The ultrastructure of OE33 P (A, C and E) and OE33 R cells (B, D and F) was assessed basally (A, B, E, F) and at 24 h post 2 Gy (C and D) by TEM. Representative images are shown. Black arrows point to mitochondria.

Figure 3. OE33 R cells display alterations in mitochondrial-associated gene expression, total cellular energy and energy metabolism pathways.

(A) Basal expression of 15 mitochondrial function and energy metabolism-associated genes were altered 1.5-fold in OE33 R cells, when compared to OE33 P. Data are presented as mean ± SEM from 2 independent experiments. (B) OE33 R cells have significantly increased basal intracellular ATP levels, when compared to OE33 P. ATP levels significantly decrease in OE33 P cells at 24 h post irradiation with 2 Gy, when compared to basal levels. Data are presented as mean ± SEM from 1 independent experiment. (C) Basal oxygen consumption rates (OCR) are significantly increased in OE33 R cells, when compared to OE33 P. Data are presented as mean ± SEM from 4 independent experiments. (D) OE33 R and OE33 P cells demonstrate similar extracellular acidification rates (ECAR). Data are presented as mean ± SEM from 4 independent experiments. Statistical analysis was performed by 2-tailed Student’s t-test, *P<0.05, **P<0.01.

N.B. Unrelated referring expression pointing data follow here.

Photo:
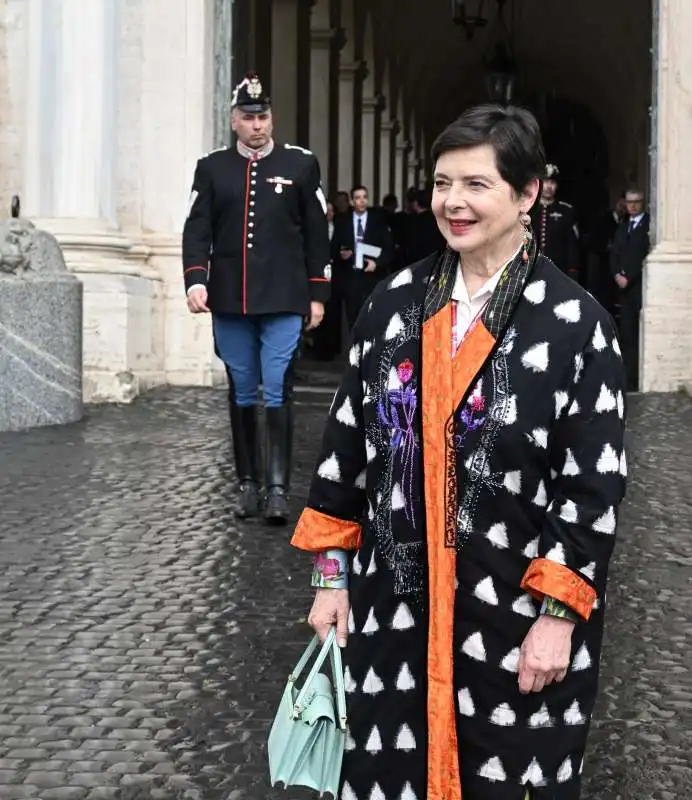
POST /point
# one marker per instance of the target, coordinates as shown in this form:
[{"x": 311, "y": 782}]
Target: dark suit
[
  {"x": 356, "y": 285},
  {"x": 630, "y": 249}
]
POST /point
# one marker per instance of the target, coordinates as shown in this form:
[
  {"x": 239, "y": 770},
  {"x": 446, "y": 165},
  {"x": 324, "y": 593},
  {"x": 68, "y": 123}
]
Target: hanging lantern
[
  {"x": 500, "y": 68},
  {"x": 468, "y": 14}
]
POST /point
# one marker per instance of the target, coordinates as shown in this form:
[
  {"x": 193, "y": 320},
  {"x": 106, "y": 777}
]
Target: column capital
[{"x": 321, "y": 38}]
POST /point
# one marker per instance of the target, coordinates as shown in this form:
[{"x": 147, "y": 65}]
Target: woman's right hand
[{"x": 331, "y": 607}]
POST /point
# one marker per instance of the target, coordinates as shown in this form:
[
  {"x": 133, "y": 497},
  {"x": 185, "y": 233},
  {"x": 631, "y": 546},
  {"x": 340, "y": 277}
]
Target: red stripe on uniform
[{"x": 247, "y": 209}]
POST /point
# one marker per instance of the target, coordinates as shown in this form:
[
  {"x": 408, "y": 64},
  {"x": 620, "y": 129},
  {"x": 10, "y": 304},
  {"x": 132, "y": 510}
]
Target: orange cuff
[
  {"x": 316, "y": 531},
  {"x": 545, "y": 577}
]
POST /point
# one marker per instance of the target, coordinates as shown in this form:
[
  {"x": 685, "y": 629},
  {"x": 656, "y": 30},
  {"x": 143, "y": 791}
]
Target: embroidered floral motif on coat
[{"x": 467, "y": 487}]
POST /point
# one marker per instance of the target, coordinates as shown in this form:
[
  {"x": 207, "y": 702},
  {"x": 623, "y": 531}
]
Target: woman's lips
[{"x": 461, "y": 226}]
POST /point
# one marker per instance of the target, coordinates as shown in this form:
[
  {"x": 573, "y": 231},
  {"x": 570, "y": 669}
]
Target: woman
[{"x": 471, "y": 469}]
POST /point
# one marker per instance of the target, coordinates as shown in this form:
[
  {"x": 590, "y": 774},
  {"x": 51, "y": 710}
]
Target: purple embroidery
[
  {"x": 471, "y": 416},
  {"x": 398, "y": 414}
]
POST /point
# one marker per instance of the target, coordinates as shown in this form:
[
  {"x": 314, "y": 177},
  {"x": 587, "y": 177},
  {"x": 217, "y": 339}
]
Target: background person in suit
[
  {"x": 630, "y": 249},
  {"x": 368, "y": 226}
]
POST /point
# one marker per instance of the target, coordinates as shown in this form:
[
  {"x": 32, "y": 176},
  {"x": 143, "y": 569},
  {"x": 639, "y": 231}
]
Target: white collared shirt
[
  {"x": 469, "y": 307},
  {"x": 364, "y": 220},
  {"x": 248, "y": 152}
]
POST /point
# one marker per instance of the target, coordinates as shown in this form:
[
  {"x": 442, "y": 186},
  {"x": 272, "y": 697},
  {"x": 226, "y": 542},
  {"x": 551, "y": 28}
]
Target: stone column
[
  {"x": 319, "y": 99},
  {"x": 666, "y": 335},
  {"x": 385, "y": 158},
  {"x": 367, "y": 171},
  {"x": 284, "y": 83},
  {"x": 347, "y": 76}
]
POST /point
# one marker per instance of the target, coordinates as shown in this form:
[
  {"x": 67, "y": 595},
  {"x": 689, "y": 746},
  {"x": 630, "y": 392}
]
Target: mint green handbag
[{"x": 306, "y": 742}]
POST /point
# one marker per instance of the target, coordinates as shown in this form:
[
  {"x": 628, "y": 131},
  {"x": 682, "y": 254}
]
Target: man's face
[
  {"x": 253, "y": 130},
  {"x": 341, "y": 203},
  {"x": 635, "y": 203},
  {"x": 360, "y": 201},
  {"x": 549, "y": 189}
]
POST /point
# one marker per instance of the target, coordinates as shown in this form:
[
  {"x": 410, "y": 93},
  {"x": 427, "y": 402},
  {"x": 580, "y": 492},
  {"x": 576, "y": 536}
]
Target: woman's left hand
[{"x": 545, "y": 653}]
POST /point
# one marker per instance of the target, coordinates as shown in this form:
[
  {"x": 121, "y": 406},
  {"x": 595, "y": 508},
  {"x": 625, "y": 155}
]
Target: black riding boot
[
  {"x": 244, "y": 426},
  {"x": 278, "y": 454}
]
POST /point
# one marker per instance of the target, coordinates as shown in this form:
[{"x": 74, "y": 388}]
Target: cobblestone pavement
[{"x": 145, "y": 636}]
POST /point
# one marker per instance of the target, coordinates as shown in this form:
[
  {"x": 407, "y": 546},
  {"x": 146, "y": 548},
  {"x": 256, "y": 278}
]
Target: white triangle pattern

Figure 4. OE33 R cells have higher ATP turnover and reduced proton leak.

(A) OE33 P and OE33 R cells demonstrate similar sensitivity to antimycin (2.6 µM). (B) OE33 R cells were significantly more sensitive to the effects of oligomycin (2 µg/mL) on OCR, when compared to OE33 P cells. At 24 h post 2 Gy, OE33 P cells were significantly more sensitive to the effects of oligomycin on OCR, when compared to unirradiated cells. (C) OE33 R cells demonstrate significantly higher percentage of mitochondrial respiration coupled to ATP synthesis, when compared to OE33 P. (D) OE33 R cells demonstrate significantly lower proton leak, when compared to OE33 P. Data are presented as mean± SEM from at least 3 independent experiments. Statistical analysis was performed by 2-tailed Student’s t-test, *P<0.05. The contribution of mitochondrial respiration to ATP synthesis in OE33 P (E), OE33 R (F) at basal level and at 24 h post irradiation with 2 Gy (G and H).

Figure 5. OE33 R cells are more metabolically robust.

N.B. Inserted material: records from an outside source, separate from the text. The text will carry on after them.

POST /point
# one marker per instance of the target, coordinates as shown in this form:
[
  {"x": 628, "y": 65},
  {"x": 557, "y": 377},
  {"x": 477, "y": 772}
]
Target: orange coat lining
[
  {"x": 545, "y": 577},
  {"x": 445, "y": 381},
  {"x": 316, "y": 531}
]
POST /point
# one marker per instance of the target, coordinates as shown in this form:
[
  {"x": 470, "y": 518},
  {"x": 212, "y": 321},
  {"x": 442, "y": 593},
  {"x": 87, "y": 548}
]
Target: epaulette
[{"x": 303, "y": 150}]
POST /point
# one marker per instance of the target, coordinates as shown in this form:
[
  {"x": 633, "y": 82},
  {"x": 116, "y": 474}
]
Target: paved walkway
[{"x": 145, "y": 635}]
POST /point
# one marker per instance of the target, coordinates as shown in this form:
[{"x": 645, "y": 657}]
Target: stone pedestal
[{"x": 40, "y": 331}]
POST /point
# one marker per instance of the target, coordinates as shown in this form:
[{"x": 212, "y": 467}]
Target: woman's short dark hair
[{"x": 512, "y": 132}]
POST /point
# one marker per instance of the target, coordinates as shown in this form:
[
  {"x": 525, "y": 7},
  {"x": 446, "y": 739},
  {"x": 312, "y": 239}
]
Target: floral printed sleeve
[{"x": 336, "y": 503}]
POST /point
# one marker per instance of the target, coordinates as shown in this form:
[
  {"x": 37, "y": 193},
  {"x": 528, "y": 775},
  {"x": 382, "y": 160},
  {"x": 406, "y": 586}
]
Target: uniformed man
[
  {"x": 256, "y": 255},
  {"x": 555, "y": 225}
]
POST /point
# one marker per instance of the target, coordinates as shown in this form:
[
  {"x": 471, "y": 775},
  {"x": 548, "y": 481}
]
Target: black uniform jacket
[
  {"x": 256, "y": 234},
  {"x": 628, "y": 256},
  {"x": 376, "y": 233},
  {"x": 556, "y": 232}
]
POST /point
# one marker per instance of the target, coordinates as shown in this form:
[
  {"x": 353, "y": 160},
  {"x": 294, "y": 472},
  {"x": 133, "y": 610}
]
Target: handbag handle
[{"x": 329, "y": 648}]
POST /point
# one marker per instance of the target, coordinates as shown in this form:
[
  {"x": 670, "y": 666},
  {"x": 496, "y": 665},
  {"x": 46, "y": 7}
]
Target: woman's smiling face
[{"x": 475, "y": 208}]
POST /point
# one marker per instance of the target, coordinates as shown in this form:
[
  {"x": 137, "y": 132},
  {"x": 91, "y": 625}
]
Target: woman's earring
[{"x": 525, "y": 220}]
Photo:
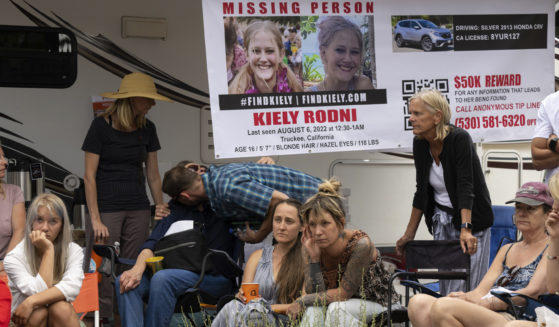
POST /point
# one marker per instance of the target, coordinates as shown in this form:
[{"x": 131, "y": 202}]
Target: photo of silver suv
[{"x": 423, "y": 33}]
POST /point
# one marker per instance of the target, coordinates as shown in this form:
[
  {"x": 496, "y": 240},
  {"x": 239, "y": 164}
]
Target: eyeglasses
[{"x": 504, "y": 280}]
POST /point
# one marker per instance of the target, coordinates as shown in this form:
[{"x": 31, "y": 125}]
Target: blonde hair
[
  {"x": 243, "y": 80},
  {"x": 435, "y": 102},
  {"x": 327, "y": 199},
  {"x": 56, "y": 208},
  {"x": 554, "y": 187},
  {"x": 127, "y": 119}
]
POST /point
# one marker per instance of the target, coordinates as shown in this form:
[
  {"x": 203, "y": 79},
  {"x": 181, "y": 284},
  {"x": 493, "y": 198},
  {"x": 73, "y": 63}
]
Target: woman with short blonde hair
[{"x": 45, "y": 269}]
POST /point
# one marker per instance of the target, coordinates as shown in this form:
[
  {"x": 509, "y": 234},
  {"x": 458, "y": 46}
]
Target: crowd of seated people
[{"x": 318, "y": 271}]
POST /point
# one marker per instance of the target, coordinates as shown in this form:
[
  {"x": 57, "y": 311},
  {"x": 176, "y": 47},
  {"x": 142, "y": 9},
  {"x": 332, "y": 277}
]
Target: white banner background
[{"x": 507, "y": 114}]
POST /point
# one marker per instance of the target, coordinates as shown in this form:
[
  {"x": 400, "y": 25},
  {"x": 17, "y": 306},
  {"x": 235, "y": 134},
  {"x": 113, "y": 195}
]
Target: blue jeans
[{"x": 161, "y": 292}]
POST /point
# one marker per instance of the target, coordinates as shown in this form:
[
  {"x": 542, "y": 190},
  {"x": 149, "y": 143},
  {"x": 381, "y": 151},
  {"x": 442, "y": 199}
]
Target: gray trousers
[
  {"x": 130, "y": 229},
  {"x": 443, "y": 229}
]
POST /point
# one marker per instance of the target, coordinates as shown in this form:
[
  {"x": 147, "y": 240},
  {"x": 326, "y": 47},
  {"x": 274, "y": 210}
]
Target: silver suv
[{"x": 422, "y": 32}]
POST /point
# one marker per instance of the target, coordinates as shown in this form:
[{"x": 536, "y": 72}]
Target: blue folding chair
[{"x": 523, "y": 307}]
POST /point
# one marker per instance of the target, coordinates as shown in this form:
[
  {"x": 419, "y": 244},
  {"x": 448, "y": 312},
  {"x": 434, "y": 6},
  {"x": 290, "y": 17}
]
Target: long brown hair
[
  {"x": 291, "y": 275},
  {"x": 327, "y": 199}
]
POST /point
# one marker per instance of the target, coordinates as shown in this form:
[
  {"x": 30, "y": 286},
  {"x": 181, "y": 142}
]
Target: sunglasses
[
  {"x": 196, "y": 168},
  {"x": 505, "y": 280}
]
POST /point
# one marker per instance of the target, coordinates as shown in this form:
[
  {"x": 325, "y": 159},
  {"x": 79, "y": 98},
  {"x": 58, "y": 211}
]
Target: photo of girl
[
  {"x": 343, "y": 55},
  {"x": 265, "y": 71}
]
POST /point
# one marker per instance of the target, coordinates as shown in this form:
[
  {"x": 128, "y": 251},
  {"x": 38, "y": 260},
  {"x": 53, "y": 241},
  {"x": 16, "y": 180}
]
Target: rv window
[{"x": 37, "y": 57}]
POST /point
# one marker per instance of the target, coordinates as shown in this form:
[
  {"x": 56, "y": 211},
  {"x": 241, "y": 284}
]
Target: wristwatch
[
  {"x": 466, "y": 225},
  {"x": 553, "y": 144}
]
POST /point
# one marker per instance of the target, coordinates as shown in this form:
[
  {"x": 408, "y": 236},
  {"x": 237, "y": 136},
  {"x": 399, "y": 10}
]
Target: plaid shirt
[{"x": 244, "y": 190}]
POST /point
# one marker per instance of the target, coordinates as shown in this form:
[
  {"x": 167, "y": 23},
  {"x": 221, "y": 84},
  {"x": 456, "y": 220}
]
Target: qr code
[{"x": 411, "y": 87}]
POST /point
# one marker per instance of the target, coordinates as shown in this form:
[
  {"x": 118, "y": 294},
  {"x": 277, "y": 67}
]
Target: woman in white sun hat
[{"x": 116, "y": 147}]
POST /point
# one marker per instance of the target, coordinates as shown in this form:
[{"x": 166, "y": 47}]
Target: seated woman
[
  {"x": 552, "y": 272},
  {"x": 517, "y": 267},
  {"x": 276, "y": 268},
  {"x": 45, "y": 269},
  {"x": 341, "y": 52},
  {"x": 265, "y": 71},
  {"x": 12, "y": 215},
  {"x": 345, "y": 281}
]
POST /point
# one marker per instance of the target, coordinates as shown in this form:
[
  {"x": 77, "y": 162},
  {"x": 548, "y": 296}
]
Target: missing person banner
[{"x": 290, "y": 77}]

(A) OE33 P and OE33 R cells display similar sensitivities to the glycolytic inhibitor 2-deoxyglucose (55 µg/mL). (B) ECAR is significantly increased in OE33 R cells following oligomycin treatment (2 µg/mL), when compared to OE33 P. (C) OE33 R cells have significantly enhanced clonogenic survival following treatment with oligomycin (2 µg/mL) for 1.5 h, when compared to OE33 P cells. Data are presented as mean ± SEM from at least 3 independent experiments. Statistical analysis was performed by 2-tailed Student’s t-test, *P<0.05.

Figure 6. ATP5B expression is increased in the tumour epithelium of poor responders.

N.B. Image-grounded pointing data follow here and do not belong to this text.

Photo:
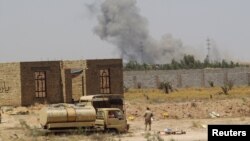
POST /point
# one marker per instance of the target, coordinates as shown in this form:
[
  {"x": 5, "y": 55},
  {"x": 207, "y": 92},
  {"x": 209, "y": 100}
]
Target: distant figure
[{"x": 148, "y": 116}]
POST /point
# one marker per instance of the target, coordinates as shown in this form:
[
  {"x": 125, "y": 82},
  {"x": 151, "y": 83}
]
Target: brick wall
[
  {"x": 78, "y": 81},
  {"x": 10, "y": 84},
  {"x": 93, "y": 77},
  {"x": 53, "y": 82}
]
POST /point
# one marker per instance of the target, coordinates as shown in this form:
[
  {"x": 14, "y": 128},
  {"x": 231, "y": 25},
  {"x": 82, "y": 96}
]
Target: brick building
[{"x": 26, "y": 83}]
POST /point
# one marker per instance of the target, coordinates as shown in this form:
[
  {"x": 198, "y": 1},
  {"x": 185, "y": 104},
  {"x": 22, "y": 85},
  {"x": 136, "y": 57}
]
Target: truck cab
[{"x": 111, "y": 119}]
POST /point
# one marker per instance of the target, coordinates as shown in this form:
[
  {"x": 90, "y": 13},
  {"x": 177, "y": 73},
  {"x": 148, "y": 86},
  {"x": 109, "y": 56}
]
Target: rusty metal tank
[{"x": 61, "y": 113}]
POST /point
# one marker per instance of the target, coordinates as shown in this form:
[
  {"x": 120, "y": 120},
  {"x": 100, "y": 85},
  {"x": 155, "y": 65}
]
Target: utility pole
[
  {"x": 141, "y": 45},
  {"x": 208, "y": 49}
]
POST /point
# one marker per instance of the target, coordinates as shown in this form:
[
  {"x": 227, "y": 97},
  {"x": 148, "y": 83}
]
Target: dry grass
[{"x": 185, "y": 94}]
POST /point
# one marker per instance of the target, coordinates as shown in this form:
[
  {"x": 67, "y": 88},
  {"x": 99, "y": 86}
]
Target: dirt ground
[{"x": 21, "y": 123}]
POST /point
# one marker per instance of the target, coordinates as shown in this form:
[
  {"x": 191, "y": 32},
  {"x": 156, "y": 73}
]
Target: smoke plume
[{"x": 121, "y": 24}]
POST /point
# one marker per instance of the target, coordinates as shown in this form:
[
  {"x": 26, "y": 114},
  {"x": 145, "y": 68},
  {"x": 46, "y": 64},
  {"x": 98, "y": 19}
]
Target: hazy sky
[{"x": 34, "y": 30}]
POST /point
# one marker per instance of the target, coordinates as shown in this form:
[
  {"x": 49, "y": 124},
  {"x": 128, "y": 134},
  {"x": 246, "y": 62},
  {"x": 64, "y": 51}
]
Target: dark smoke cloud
[{"x": 121, "y": 24}]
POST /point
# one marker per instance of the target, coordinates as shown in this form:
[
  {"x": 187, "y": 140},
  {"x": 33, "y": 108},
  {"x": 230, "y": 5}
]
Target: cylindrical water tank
[{"x": 61, "y": 113}]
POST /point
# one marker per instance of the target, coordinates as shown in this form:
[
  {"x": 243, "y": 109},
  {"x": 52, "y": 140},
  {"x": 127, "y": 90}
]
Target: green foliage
[
  {"x": 211, "y": 83},
  {"x": 227, "y": 87},
  {"x": 187, "y": 62}
]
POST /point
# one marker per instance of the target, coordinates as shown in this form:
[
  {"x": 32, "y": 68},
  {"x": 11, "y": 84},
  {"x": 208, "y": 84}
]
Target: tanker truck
[{"x": 68, "y": 116}]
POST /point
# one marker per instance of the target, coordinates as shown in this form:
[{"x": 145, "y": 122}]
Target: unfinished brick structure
[{"x": 26, "y": 83}]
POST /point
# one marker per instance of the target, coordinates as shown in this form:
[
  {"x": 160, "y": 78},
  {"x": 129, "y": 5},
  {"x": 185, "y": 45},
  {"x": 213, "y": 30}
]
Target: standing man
[{"x": 148, "y": 115}]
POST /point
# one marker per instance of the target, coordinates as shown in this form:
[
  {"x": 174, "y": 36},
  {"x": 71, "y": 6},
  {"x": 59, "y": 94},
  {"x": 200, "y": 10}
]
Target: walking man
[{"x": 148, "y": 116}]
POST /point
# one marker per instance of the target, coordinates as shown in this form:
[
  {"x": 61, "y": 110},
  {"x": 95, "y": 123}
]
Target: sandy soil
[{"x": 192, "y": 117}]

ATP5B expression was assessed by immunohistochemistry in pre-treatment tumour biopsies from OAC patients who subsequently received neoadjuvant CRT (n = 23). Representative images of ATP5B staining in tumours from good (A) and poor (B) responders, magnification 10×. (C) ATP5B positivity in the epithelium is significantly increased in tumours of patients with a poor response to neoadjuvant CRT (TRG 3–5), when compared to good responders (TRG 1 and 2). (D) ATP5B positivity in the epithelium is significantly increased in tumours of patients with no evidence of regression (TRG 5), when compared to patients achieving a full (TRG 1) or major response (TRG 2). Statistical analysis was performed by unpaired 2-tailed Student’s t-test, *P<0.05.